If True, feature selection is performed. Default: False.

fs_other_sample

If True, a random sample from the training data is used to perform feature selection. This sample will subsequently not be used to train the Modified Causal Forest. If False, the same data is used for feature selection and to estimate the Modified Causal Forest. Default: True. Only relevant if fs_yes is set to True.

fs_other_sample_share

If fs_other_sample is set to True, this determines the sample share used for feature selection. Default: 0.33. Only relevant if fs_yes is set to True.

fs_rf_threshold

Defines the threshold for a feature to be considered “irrelevant”. This is measured as the percentage increase of the loss function when the feature is randomly permuted. Default: 1. Only relevant if fs_yes is set to True.

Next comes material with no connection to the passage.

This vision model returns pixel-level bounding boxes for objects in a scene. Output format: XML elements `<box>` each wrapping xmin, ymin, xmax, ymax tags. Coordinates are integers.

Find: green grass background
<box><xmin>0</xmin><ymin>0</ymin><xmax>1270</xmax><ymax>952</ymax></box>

Please consult the API for more details.

5.2. Example#

from mcf.example_data_functions import example_data
from mcf.mcf_functions import ModifiedCausalForest

# Generate example data using the built-in function `example_data()`
training_df, prediction_df, name_dict = example_data()

my_mcf = ModifiedCausalForest(
    var_y_name="outcome",
    var_d_name="treat",
    var_x_name_ord=["x_cont0", "x_cont1", "x_ord1"],
    # Parameters for feature selection:
    fs_yes=True,
    fs_other_sample=True,
    fs_other_sample_share=0.1,
    fs_rf_threshold=0.5
)